About the Collection

There are more than 725 daguerreotypes in the Prints & Photographs Division. The majority of the images are portraits, but the collection does include early architectural views, outdoor scenes, and copies of works of art.

385 of the daguerreotypes are credited to Mathew Brady's studio. Brady, who today is mainly remembered for the work produced by his studio during the Civil War, opened his first daguerreotype studio in New York City in 1844. The Library has the largest collection of Brady studio daguerreotypes in existence. Most of these were acquired in 1920 from the Army War College. Some of the images are copy daguerreotypes. Portrait sitters represented in the collection include political figures, such as President James K. Polk and Thomas Hart Benton; artists, including Thomas Cole, George Peter Alexander Healy, and Henry Inman; and journalists, Horace Greeley, Henry J. Raymond, and James Gordon Bennett. Many of the sitters are unidentified.

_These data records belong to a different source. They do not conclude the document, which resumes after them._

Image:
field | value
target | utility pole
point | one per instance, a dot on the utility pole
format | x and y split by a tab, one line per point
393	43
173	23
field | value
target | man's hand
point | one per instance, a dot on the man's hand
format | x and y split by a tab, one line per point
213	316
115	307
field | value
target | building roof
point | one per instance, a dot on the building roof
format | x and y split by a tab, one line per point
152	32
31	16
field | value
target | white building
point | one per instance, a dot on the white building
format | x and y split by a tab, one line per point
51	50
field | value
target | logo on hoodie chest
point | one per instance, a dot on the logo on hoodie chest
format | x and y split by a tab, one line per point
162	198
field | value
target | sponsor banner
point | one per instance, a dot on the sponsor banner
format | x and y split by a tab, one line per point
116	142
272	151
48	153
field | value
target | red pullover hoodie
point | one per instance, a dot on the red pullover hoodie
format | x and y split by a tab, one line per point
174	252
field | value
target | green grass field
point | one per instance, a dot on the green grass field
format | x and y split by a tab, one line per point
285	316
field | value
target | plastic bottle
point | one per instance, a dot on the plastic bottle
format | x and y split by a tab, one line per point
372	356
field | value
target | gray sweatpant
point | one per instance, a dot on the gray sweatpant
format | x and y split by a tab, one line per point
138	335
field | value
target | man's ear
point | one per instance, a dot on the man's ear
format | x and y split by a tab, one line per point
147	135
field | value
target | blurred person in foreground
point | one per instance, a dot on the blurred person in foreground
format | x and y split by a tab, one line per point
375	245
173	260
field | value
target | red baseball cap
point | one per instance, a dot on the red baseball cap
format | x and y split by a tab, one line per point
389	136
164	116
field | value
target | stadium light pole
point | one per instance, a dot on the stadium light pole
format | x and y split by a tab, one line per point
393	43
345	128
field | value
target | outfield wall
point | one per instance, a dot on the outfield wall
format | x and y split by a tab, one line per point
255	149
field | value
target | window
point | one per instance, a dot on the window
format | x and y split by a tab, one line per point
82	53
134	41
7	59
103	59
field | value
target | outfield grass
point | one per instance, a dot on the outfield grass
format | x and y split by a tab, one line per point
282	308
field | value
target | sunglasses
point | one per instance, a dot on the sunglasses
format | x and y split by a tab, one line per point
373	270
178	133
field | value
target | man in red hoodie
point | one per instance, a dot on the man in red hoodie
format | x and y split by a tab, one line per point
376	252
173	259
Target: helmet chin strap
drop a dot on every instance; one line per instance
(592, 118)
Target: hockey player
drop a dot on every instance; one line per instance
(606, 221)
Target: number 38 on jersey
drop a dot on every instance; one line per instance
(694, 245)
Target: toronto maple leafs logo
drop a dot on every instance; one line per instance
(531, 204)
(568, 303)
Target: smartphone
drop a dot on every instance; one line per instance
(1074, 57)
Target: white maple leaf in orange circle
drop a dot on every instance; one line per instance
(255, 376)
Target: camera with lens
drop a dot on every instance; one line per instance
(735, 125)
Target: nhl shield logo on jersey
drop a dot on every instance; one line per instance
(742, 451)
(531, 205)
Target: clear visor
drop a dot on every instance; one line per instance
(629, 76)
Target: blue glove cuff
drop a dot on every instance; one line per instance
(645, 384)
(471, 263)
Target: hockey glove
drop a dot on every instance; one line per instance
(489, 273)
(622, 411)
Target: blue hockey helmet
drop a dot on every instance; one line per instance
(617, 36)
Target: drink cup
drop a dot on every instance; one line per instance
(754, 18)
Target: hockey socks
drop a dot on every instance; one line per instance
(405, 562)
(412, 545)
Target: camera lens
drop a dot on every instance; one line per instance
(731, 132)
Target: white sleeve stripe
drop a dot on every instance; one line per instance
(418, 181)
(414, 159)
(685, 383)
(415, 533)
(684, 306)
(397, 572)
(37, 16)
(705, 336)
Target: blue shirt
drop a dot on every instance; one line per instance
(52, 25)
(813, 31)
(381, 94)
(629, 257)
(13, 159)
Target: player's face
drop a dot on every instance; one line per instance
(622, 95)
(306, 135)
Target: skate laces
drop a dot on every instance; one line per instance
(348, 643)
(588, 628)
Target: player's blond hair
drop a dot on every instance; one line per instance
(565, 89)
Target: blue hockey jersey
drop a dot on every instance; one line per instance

John Plumbe's architectural daguerreotypes of sites in the Washington-Baltimore area are the earliest existing photographic views of buildings and monuments in the nation's capital and its neighboring city. Dating from 1846 or so, the six views include images of the White House, the Capitol, the Patent Office, the General Post Office, and a monument commemorating the Battle of North Point (Baltimore). The Library acquired these views in 1972.

The earliest known portraits of President and Mrs. Abraham Lincoln are daguerreotypes, presented to the Library in 1937 by their granddaughter, Mrs. Charles Isham. The quarter-plate portrait of Lincoln was most likely taken shortly after the thirty-seven year old was first elected to the U.S. House of Representatives. It has been attributed to photographer N.H. Shepherd, who ran a gallery in Springfield, Illinois, in 1846-1847. This attribution is based upon the recollections of a member of the Lincoln and Herndon law office.

In 1996 the Library acquired the Marian S. Carson Collection, an extensive collection of early Americana, which includes nearly 100 daguerreotypes. Most noteworthy is an 1839 daguerreotype self-portrait by Robert Cornelius, believed to be the earliest extant American photographic portrait. Other strengths of the Carson Collection include several street views of Philadelphia from the 1840s; numerous daguerreotypes documenting the McAllister family, including stereo daguerreotype portraits and images made by William Young McAllister, an amateur daguerreotypist; two occupational daguerreotypes of firemen; and a stunning full-length portrait of the artist William Sidney Mount by Mathew Brady.

Many daguerreotypes have come to the Library with the manuscript collections of prominent Americans. Such collections include the Clara Barton Collection, the Gilbert H. Grosvenor Collection of Alexander Graham Bell Family Photographs, the Feinberg/Whitman Collection, the Anson Conger Goodyear Collection of Lincoln images, the Blackwell Family Collection, and the Frances Benjamin Johnston Collection.

The American Colonization Society collection, a group of material related to African American emigration to Liberia, contains thirty daguerreotypes of Liberian government officials and other colonists. The sitters include Joseph Jenkins Roberts, the first president of Liberia; his wife, Jane Roberts; Stephen Allen Benson, Secretary of the Treasury under Roberts; and Edward W. Blyden, who became a prominent educator in Liberia. Five images have the name of the photographer, Augustus Washington, stamped on their brass mats. Washington was a black daguerreotypist who operated a studio in Hartford, Connecticut, until November 1853 when he moved to Liberia. An additional eleven images, housed in identical brass mats and preservers, were also most likely taken by Washington.

In 1999 the Library acquired the Anthony Bardoza Collection which includes more than 50 daguerreotypes, many by black photographers. The collection provides researchers with the opportunity to study the work of black daguerreotypists within the context of their contemporaries. The highlight of the collection is a group of portrait daguerreotypes by J.P. Ball, an African American who operated a studio in Cincinnati, Ohio. The collection also includes more than 25 daguerreotypes by Francis Grice, an obscure black daguerreotypist originally from Haiti, who settled in the U.S. in the 1850s.